The Next Big Thing for Entrepreneurs: Look to the Past for Answers
Recently, Dallas Maverick owner and Shark Tank investor Mark Cuban commented that he sees an impending tech bubble that could be worse than 2000/1’s collapse. His reason for this potential collapse is based on the assumption that many of today’s tech investors are private individuals rather than the deeper-pocketed professional investor.
Cuban is certain that most of these private investors’ investments in tech companies are worth less than what they paid, and with a nonexistent small tech IPO market they have no way of exiting their investments. But what really underlies the bubble is the same problem that created the ideal environment for the last tech meltdown: a blind rush to throw money at any entity that claims to have created the next big “digital thing” without foundation or proof of concept.
Regardless of what happens with the fickle trends in the world of tech, entrepreneurial opportunities are still plentiful. But sometimes instead of getting in line with the crowd, it’s best to take a different path and look to the past to see your future.
An Answer Seeking a Problem
Entrepreneurial success does not depend on technology, apps, or the latest hot trends. Creating a successful business starts with a simple premise: identify a need or problem and develop a profitable business around solving the problem or satisfying the need. That is it! Success becomes difficult if we reverse the premise by seeking problems for our answers. This, I find, is the issue with today’s entrepreneurial dreamers, who first decide that technology is the answer, because it is “hot” and “buzz worthy” and then must now define or find a problem it will solve.
Now, lest you think I am a stuck-in-the-past technology resistor, I am a mentor for a tech startup accelerator organization and I am witness to some really innovative ideas that are based around apps. But I also counsel well-meaning would-be entrepreneurs who are heading for disaster because they are clueless about the most basic requirement of a successful business – it must actually make money. And the only surefire way to make money is when customers buy your product or service, over and over again.
Technology Must Be a Useful Art
Unquestionably, technology is a huge influence on how we do business but at the core there must be a human need fulfilled for a business idea to be viable. My suggestion is use one of the human needs of sustenance, acceptance, recreation, and domicile as your foundation and study the historical demand for a product or service that meets these needs.
Once you identify the appropriate need in which to build a business, THEN determine how to utilize technology to make the customer experience superior. And remember this about technology—no matter how digital our world becomes, humans can only processes analog signals and still have to eat, drink, have a domicile, and personal relationships with family and friends.
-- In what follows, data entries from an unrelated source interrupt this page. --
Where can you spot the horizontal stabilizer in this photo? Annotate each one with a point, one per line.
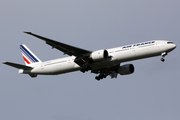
(19, 66)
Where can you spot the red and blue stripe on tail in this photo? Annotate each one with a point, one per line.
(28, 56)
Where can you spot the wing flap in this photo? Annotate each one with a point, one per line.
(19, 66)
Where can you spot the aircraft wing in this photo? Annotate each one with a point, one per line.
(66, 49)
(19, 66)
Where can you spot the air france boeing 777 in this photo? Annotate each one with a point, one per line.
(102, 62)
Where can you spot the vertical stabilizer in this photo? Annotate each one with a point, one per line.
(28, 56)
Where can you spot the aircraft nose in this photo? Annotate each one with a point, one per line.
(172, 47)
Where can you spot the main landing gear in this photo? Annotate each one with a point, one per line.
(101, 76)
(85, 69)
(163, 55)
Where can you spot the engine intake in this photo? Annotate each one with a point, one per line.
(99, 55)
(126, 69)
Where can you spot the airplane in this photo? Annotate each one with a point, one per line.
(104, 62)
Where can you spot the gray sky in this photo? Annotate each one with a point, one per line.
(151, 93)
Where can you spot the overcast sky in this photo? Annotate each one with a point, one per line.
(152, 92)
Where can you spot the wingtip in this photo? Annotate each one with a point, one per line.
(4, 62)
(27, 32)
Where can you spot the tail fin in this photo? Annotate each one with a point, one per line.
(28, 56)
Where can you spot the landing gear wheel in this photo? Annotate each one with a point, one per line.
(162, 59)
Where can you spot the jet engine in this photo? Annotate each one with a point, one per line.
(126, 69)
(99, 55)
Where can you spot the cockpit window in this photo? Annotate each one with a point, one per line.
(169, 42)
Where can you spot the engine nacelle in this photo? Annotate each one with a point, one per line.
(126, 69)
(99, 55)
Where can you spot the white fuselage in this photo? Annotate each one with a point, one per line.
(116, 56)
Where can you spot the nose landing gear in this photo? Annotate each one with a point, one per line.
(163, 55)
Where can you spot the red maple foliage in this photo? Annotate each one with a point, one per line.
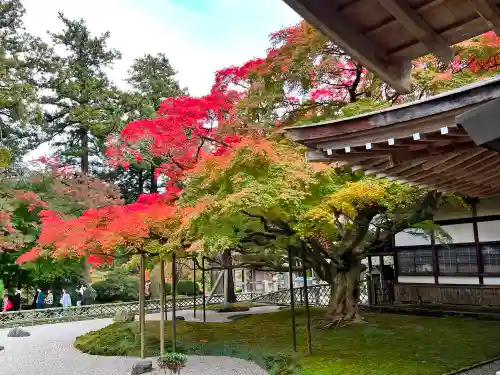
(182, 132)
(98, 232)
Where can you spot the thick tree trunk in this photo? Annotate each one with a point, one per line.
(84, 138)
(140, 188)
(153, 182)
(225, 260)
(344, 297)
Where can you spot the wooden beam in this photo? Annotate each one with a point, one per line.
(325, 17)
(412, 21)
(488, 12)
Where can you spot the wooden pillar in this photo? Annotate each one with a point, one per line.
(174, 287)
(195, 292)
(162, 307)
(479, 253)
(142, 305)
(308, 313)
(435, 259)
(292, 301)
(203, 282)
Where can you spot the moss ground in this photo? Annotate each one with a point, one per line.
(385, 345)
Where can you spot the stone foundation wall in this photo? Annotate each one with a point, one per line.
(448, 294)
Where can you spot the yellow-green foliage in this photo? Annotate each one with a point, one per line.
(272, 179)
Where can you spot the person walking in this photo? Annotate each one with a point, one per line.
(85, 295)
(65, 299)
(7, 303)
(49, 299)
(35, 298)
(40, 299)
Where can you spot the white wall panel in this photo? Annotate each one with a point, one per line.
(488, 206)
(460, 233)
(462, 280)
(456, 211)
(416, 279)
(407, 239)
(491, 280)
(489, 230)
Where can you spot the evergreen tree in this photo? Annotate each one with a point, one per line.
(85, 103)
(24, 62)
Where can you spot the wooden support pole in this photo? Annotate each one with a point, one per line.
(292, 300)
(174, 287)
(308, 313)
(195, 292)
(142, 305)
(162, 307)
(203, 282)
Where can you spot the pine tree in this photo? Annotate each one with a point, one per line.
(24, 62)
(86, 104)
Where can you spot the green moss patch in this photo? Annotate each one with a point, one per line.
(385, 345)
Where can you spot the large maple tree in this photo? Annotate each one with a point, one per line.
(257, 197)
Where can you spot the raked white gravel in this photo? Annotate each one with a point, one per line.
(49, 351)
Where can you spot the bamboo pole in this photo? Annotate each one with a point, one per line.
(292, 300)
(308, 313)
(162, 307)
(203, 282)
(195, 292)
(174, 287)
(142, 305)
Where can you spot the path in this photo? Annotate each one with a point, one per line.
(213, 316)
(49, 350)
(488, 369)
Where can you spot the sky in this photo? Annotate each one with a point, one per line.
(198, 36)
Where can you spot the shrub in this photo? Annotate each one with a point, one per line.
(117, 286)
(187, 287)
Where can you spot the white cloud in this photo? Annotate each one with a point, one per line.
(197, 42)
(198, 36)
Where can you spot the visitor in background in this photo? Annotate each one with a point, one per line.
(85, 295)
(35, 298)
(65, 299)
(7, 303)
(40, 299)
(49, 300)
(147, 290)
(16, 300)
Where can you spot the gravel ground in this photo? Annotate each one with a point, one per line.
(49, 350)
(213, 316)
(489, 369)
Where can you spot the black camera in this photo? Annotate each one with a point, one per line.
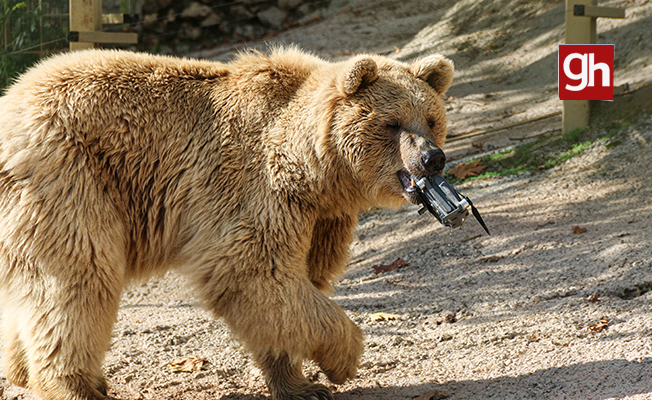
(445, 203)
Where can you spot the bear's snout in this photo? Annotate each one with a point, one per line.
(433, 160)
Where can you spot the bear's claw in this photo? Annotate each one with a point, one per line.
(313, 391)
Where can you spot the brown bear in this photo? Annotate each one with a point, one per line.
(248, 176)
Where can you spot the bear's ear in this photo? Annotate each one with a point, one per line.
(362, 71)
(437, 70)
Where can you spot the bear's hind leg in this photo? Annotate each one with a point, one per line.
(286, 381)
(14, 360)
(68, 336)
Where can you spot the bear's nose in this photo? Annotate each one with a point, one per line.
(433, 160)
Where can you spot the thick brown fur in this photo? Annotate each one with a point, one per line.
(248, 176)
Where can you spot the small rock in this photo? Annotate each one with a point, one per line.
(211, 20)
(240, 12)
(285, 4)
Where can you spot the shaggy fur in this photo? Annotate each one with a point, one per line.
(248, 176)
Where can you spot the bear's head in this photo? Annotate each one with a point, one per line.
(389, 124)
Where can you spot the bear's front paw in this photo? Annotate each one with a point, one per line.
(339, 358)
(312, 391)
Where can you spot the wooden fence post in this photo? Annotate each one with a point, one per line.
(85, 16)
(580, 28)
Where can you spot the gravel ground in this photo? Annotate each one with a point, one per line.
(533, 311)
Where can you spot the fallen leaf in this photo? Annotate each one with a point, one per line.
(381, 316)
(187, 364)
(462, 171)
(440, 319)
(577, 230)
(433, 395)
(391, 267)
(600, 326)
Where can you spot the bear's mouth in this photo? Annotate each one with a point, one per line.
(408, 182)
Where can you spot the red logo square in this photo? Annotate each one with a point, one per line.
(586, 71)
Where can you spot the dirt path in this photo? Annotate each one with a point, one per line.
(534, 311)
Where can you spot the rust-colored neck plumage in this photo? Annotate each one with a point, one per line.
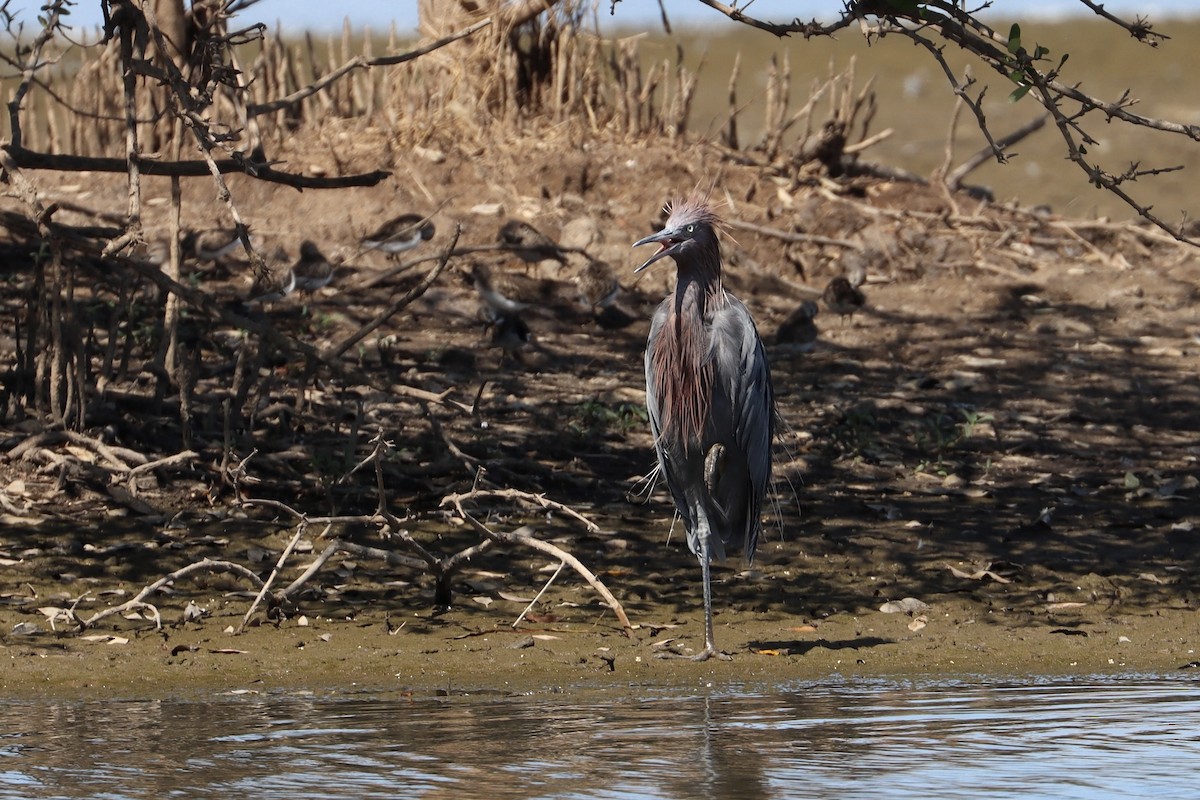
(682, 359)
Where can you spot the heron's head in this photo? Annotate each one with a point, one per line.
(689, 234)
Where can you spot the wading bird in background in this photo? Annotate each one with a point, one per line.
(799, 330)
(400, 234)
(843, 294)
(709, 397)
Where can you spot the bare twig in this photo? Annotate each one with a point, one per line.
(138, 601)
(521, 536)
(538, 596)
(279, 565)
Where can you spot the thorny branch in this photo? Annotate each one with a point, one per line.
(1005, 54)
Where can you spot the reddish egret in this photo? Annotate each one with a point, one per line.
(709, 397)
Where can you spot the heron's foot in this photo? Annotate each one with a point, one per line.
(713, 461)
(711, 651)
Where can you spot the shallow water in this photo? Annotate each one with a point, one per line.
(1131, 737)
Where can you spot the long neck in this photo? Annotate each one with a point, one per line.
(682, 356)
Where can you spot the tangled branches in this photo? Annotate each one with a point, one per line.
(933, 24)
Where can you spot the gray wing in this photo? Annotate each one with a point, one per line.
(743, 376)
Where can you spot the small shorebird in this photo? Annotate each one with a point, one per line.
(400, 234)
(312, 270)
(843, 294)
(799, 331)
(508, 293)
(273, 286)
(843, 298)
(529, 244)
(511, 335)
(598, 284)
(214, 244)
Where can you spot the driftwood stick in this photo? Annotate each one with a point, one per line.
(538, 596)
(205, 565)
(516, 494)
(396, 307)
(521, 537)
(192, 168)
(270, 579)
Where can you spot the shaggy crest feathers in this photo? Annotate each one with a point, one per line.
(695, 208)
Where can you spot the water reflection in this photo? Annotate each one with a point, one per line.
(1086, 739)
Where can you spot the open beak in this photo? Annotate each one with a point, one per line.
(667, 241)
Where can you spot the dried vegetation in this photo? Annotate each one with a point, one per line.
(145, 391)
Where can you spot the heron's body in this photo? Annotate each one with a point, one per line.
(709, 398)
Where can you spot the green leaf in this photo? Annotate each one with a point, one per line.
(1014, 38)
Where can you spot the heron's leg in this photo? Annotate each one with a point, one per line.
(705, 555)
(709, 650)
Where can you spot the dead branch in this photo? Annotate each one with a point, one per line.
(138, 601)
(1007, 56)
(279, 565)
(361, 62)
(192, 168)
(521, 537)
(456, 500)
(396, 307)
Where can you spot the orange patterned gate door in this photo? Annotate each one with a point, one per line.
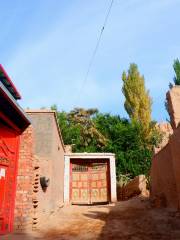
(89, 182)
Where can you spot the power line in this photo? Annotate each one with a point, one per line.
(96, 47)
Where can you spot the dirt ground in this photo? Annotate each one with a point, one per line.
(134, 219)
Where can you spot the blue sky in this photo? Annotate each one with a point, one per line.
(46, 46)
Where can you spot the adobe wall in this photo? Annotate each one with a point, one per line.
(165, 170)
(163, 181)
(49, 150)
(24, 191)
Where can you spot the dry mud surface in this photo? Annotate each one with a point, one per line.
(130, 220)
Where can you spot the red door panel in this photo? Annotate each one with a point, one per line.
(9, 147)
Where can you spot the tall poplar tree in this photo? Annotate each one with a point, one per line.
(176, 67)
(137, 100)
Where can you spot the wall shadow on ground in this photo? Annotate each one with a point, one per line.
(137, 222)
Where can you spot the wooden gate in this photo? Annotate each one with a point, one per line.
(9, 144)
(89, 181)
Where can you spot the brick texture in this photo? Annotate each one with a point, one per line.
(24, 191)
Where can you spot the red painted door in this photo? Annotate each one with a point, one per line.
(9, 147)
(89, 181)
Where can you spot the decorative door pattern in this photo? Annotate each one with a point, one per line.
(89, 182)
(8, 170)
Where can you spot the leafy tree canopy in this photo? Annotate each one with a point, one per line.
(176, 67)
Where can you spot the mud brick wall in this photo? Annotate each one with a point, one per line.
(24, 190)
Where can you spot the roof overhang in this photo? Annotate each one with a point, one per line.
(6, 81)
(11, 111)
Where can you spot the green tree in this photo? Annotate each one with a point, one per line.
(91, 139)
(133, 156)
(137, 100)
(176, 67)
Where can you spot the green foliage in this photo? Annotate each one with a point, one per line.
(125, 139)
(176, 67)
(91, 131)
(137, 100)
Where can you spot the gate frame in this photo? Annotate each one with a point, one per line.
(93, 156)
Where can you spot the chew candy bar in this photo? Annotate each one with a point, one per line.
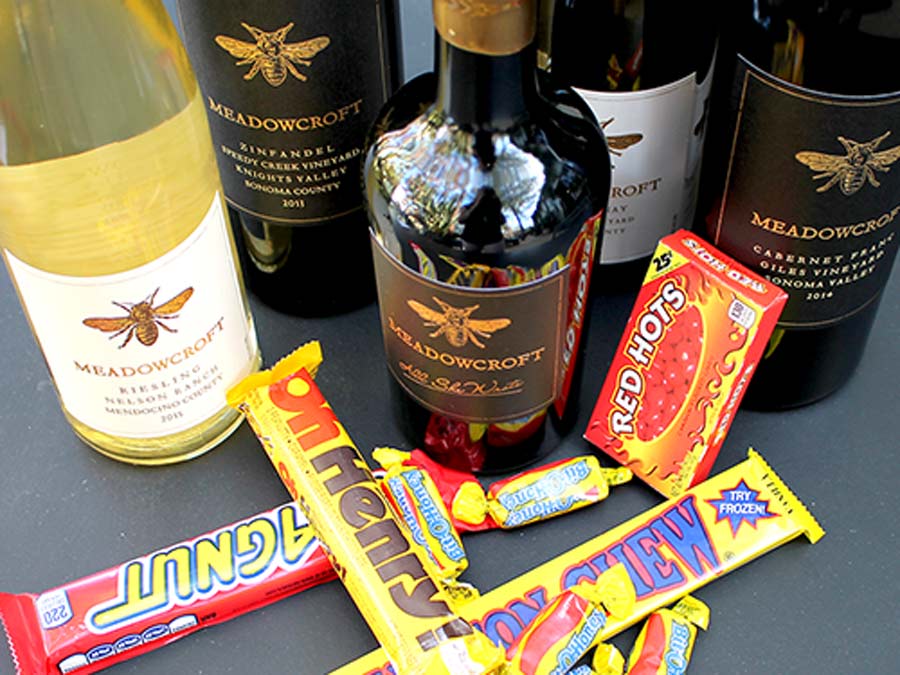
(669, 551)
(527, 497)
(666, 640)
(389, 581)
(141, 605)
(563, 632)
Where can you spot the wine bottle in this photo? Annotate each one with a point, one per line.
(645, 66)
(113, 227)
(804, 179)
(486, 189)
(290, 89)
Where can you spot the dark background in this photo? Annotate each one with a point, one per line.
(833, 608)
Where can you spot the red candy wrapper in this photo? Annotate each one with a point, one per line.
(666, 641)
(697, 330)
(141, 605)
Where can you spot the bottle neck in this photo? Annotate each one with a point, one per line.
(484, 91)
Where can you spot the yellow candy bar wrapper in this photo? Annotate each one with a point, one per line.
(666, 641)
(568, 627)
(322, 469)
(418, 504)
(669, 551)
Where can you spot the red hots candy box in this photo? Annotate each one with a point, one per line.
(698, 328)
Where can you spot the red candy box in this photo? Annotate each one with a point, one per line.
(698, 328)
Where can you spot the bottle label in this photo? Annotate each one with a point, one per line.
(151, 351)
(290, 90)
(655, 138)
(812, 194)
(475, 354)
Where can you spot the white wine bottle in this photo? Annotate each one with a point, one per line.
(113, 227)
(290, 90)
(646, 67)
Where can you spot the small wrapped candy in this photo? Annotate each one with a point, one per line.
(527, 497)
(666, 641)
(417, 503)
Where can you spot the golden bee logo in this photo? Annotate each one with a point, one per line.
(270, 56)
(456, 324)
(619, 144)
(143, 319)
(851, 171)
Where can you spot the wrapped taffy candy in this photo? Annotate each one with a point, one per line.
(527, 497)
(385, 575)
(570, 625)
(666, 640)
(607, 660)
(418, 504)
(670, 550)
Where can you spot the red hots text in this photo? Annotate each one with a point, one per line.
(352, 516)
(649, 330)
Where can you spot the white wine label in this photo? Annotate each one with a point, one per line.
(151, 351)
(812, 194)
(655, 138)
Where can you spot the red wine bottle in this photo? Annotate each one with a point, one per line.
(486, 190)
(645, 67)
(290, 90)
(803, 183)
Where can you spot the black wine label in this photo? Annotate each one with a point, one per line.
(475, 354)
(812, 194)
(290, 90)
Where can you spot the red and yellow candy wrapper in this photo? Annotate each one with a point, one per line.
(403, 604)
(112, 616)
(607, 660)
(666, 641)
(527, 497)
(418, 504)
(697, 330)
(563, 631)
(669, 551)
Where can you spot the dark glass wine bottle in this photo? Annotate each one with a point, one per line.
(645, 67)
(290, 90)
(486, 190)
(803, 178)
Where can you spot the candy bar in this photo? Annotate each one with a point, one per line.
(417, 503)
(403, 604)
(141, 605)
(695, 335)
(669, 551)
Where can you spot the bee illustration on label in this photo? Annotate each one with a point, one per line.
(851, 171)
(143, 320)
(619, 144)
(456, 324)
(270, 56)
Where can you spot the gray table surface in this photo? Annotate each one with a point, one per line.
(66, 511)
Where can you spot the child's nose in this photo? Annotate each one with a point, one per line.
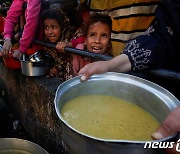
(97, 39)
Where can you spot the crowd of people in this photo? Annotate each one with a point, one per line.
(156, 47)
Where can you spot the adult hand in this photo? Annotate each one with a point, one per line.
(6, 49)
(17, 54)
(94, 68)
(170, 126)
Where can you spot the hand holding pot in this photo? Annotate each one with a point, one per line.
(17, 54)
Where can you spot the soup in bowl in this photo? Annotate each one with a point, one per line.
(108, 103)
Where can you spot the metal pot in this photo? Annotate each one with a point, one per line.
(15, 145)
(153, 98)
(35, 66)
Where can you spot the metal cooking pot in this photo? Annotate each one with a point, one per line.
(15, 145)
(35, 66)
(153, 98)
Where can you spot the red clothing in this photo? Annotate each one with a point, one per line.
(77, 41)
(32, 21)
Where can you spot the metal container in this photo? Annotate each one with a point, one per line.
(15, 145)
(35, 65)
(29, 68)
(156, 100)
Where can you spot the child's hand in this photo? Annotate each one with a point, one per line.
(61, 45)
(54, 71)
(6, 49)
(17, 54)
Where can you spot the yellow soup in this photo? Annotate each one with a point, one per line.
(109, 117)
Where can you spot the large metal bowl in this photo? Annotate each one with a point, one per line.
(153, 98)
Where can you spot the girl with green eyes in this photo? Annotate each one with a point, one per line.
(96, 38)
(56, 27)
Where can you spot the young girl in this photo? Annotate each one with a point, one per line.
(55, 25)
(97, 40)
(30, 27)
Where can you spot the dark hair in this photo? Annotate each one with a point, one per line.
(99, 17)
(54, 14)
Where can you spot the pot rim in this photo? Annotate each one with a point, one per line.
(76, 80)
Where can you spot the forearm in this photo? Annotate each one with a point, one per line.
(120, 63)
(32, 21)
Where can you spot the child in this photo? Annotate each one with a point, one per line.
(29, 32)
(97, 40)
(55, 25)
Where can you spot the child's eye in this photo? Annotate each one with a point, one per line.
(91, 34)
(46, 27)
(104, 35)
(53, 27)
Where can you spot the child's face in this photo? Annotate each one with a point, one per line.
(98, 38)
(52, 30)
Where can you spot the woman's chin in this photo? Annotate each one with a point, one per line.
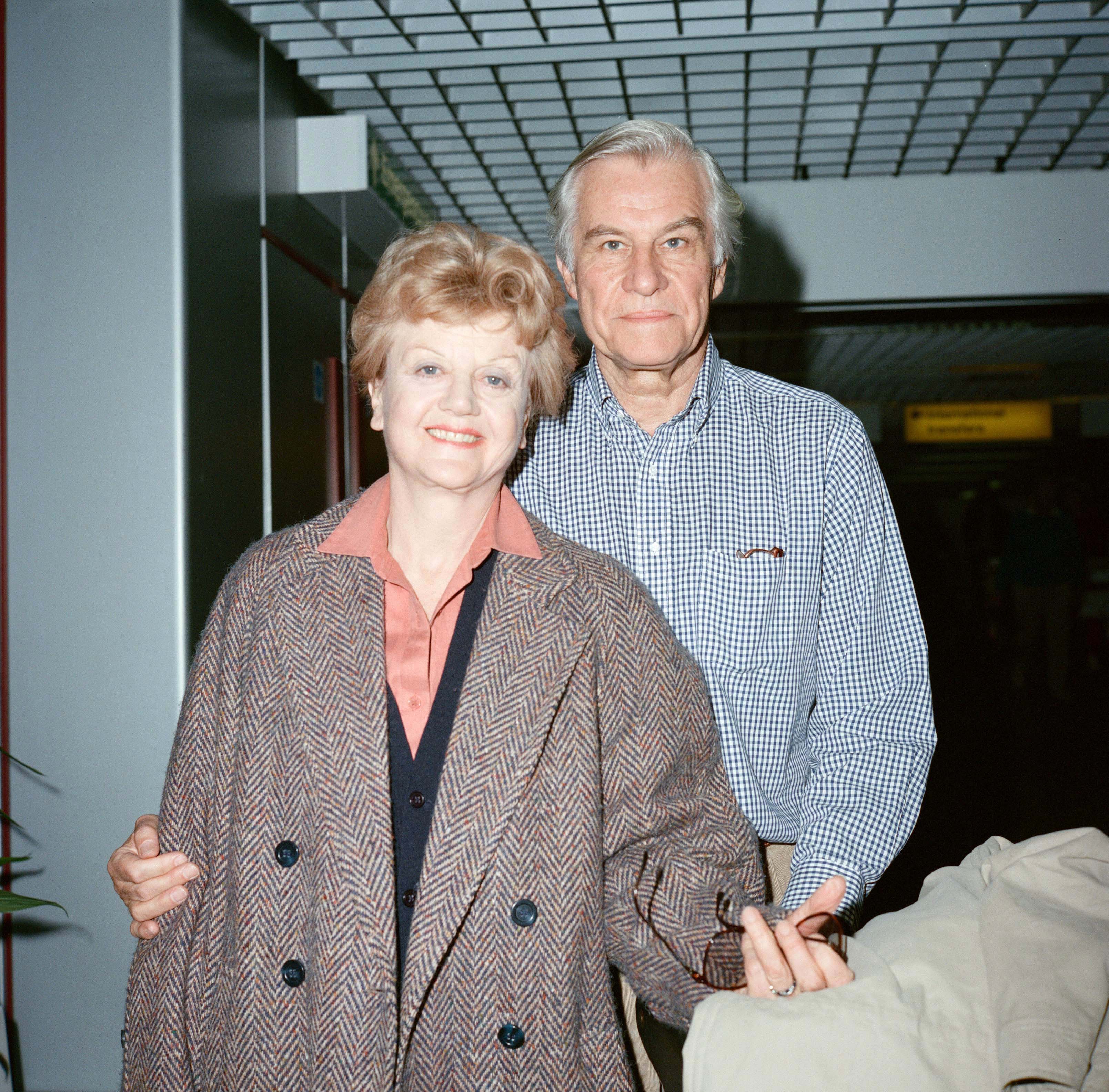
(454, 476)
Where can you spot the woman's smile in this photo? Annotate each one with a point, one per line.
(454, 436)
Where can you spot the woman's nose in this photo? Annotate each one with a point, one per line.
(461, 397)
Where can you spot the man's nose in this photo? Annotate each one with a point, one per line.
(461, 398)
(645, 275)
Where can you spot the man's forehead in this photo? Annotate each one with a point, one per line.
(665, 194)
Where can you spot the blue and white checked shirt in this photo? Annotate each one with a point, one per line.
(816, 661)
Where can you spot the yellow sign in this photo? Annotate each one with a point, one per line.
(970, 423)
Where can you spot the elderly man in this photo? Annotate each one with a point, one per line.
(752, 510)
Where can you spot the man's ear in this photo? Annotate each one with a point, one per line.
(567, 274)
(718, 280)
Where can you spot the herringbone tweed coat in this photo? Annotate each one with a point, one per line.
(584, 739)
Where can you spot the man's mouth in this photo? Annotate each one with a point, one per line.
(647, 316)
(447, 436)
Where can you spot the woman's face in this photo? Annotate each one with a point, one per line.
(453, 403)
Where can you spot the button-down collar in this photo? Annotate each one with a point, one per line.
(706, 392)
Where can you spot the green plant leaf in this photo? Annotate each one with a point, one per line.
(19, 762)
(11, 903)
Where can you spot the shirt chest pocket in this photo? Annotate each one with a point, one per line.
(737, 599)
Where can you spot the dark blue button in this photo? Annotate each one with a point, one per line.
(293, 973)
(525, 913)
(288, 854)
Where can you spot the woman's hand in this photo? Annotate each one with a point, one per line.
(148, 882)
(788, 959)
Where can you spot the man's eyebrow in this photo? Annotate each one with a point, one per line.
(696, 222)
(602, 230)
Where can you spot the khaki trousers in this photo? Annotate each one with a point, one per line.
(778, 857)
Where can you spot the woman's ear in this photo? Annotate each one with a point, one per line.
(377, 412)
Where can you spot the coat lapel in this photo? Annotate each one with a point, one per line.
(523, 654)
(337, 671)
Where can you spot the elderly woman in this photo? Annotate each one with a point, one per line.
(437, 767)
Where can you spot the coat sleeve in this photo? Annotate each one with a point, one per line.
(162, 1021)
(666, 800)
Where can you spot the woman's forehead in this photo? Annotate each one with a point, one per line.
(493, 337)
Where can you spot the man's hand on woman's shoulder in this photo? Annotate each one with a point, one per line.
(148, 882)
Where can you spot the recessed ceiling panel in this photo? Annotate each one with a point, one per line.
(485, 102)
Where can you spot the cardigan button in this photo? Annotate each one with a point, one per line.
(288, 854)
(525, 914)
(293, 973)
Let’s face it, there are tens of thousands of entrepreneurial opportunities that will satisfy one of those basic needs and are not dependent on an app to be successful.
Beer, Booze, and Grilled Cheese
Success with old school ideas and business models is plentiful. In Tampa, Fla., where I live and in many other cities, there has been an explosion of small craft brewers. Beer has been brewed since the fifth millennium B.C. and therefore would hardly be considered cutting-edge technology. Yet entrepreneurs have embraced the risk of taking on the mega-brewers such as Miller and Budweiser not with mobile apps but yeast, hops, grains, and water and are making a huge impact. We are seeing the same with distilled spirits such as bourbon, vodka, and even good old-fashioned moonshine. And the explosion of food trucks on our streets has its lineage with the chuck wagon of the Old West and with pushcarts, which served our pre-automobile urban brethren.
Old Cigar Factories and the Proper Use of a Bulldozer
As we become more conscience of the impact that development has on our green spaces and sensitive lands, it becomes clear that the next big migration will be away from the suburbs and reclamation of the city. New urbanism is an idea as old as the village square yet presents an opportunity to reclaim blighted city neighborhoods and profit from this growing trend.
Scattered around Tampa are the most gorgeous examples of early 20th century architecture and a symbol of its glorious past, boarded-up cigar factories. Risk-embracing entrepreneurs, with the help of local redevelopment concessions, are transforming these shuttered factories into career college campuses, breweries, and office condos.
My wife and I are building a new home right in the heart of an old neighborhood. While my first choice would be to renovate an old Victorian home, as my parents did when I was growing up, Tampa’s options were limited so we tore down a rather depilated house and replaced it with a new one. Instantly we have benefited, as has the entire neighborhood, by transforming something that was of little value into an appreciating asset. All around us there are opportunistic entrepreneurs doing exactly the same thing, except with multiple properties and building successful businesses.
Somewhere along my journey toward entrepreneurial success I was told, “When everyone is leaving town, that’s when you need to be going to town.” While the literal interpretation is actually playing out for me, the underlying meaning is to not follow the crowd like a lemming. Success comes to those courageous enough to find opportunity, independent of trends, which fulfill a historical need or problem. As entrepreneurs we must resist the temptation to follow the crowd and instead create a different, personal expression of our own entrepreneurship.